Industry executives have also criticised measures affecting the oil and gas sector. The column reported that Sir Jim Ratcliffe and others object to an increased windfall tax on oil and gas profits, introduced by the previous Conservative government and subsequently altered under Labour. Ratcliffe's stance and reported moves by Ineos to favour US investment have been cited by market commentators as evidence of a broader shift in sentiment among heavy industry investors.

Market indicators have reflected some of those concerns. Commentators pointed to rising yields on long-term government bonds — a measure the column used to argue that investor confidence in UK gilts had weakened — and linked higher yields to increased costs of servicing public debt. The article quoted an estimate that the interest bill on British government debt has risen sharply, adding pressure to public finances.

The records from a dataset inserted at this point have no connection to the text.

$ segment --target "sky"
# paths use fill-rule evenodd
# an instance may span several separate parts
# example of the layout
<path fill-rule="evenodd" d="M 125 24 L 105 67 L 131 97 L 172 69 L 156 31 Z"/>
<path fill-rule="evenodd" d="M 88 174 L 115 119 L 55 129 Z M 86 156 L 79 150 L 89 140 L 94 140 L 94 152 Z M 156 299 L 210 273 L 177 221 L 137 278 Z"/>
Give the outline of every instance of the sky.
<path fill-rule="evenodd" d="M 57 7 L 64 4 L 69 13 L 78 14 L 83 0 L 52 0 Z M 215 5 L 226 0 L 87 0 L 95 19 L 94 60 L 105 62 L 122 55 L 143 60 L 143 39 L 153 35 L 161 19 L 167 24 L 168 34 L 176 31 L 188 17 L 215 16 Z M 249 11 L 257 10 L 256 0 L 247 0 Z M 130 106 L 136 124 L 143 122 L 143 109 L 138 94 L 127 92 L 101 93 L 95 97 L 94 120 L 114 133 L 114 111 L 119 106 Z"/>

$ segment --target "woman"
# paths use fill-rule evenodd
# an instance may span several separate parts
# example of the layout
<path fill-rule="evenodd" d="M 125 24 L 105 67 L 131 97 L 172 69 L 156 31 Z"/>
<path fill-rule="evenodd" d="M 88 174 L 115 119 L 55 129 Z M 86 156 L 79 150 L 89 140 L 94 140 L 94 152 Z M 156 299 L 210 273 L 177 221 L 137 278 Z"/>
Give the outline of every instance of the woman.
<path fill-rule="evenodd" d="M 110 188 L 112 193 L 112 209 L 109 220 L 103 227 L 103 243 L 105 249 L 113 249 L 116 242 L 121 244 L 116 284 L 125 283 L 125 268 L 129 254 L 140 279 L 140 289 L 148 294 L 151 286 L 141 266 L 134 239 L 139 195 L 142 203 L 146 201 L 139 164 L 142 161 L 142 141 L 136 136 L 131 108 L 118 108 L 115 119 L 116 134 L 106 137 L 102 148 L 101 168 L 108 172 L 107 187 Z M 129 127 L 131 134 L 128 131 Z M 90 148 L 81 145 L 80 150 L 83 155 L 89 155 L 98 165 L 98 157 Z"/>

Chancellor Rachel Reeves has publicly emphasised support for sectors such as the creative industries and framed recent measures as part of a broader economic strategy; the column suggested, however, that business leaders see a mismatch between political rhetoric and the policy environment they face. The Employment Rights Bill is making its way through Parliament and is supported by unions; ministers have argued it will strengthen worker protections. The government has also defended tax measures as necessary to fund public services and stabilise the economy.

Economists and business lobbyists differ on the scale and permanence of the reported shifts. Some analysts say that while headline moves by major companies attract attention, investment decisions are complex and driven by long-term strategic, regulatory and market factors. Others warn that the combination of higher taxation, regulatory change and global competition for investment could influence decisions about where firms locate manufacturing, R&D and listings.

Observers note timing pressures for both business and government. The Employment Rights Bill is advancing through Westminster and the government is preparing a Budget in November. Business groups have scheduled engagements with ministers and have emphasised the potential economic consequences if firms continue to redirect capital abroad.

The warnings from prominent executives have added to an ongoing debate about how to balance fiscal policy, industrial strategy and regulatory reform while maintaining the UK's appeal to domestic and international investors. Ministers have defended their approach as necessary for fiscal stability and supporting public services, while business leaders and some City figures say policy adjustments are needed to restore investor confidence and safeguard jobs and investment in the UK.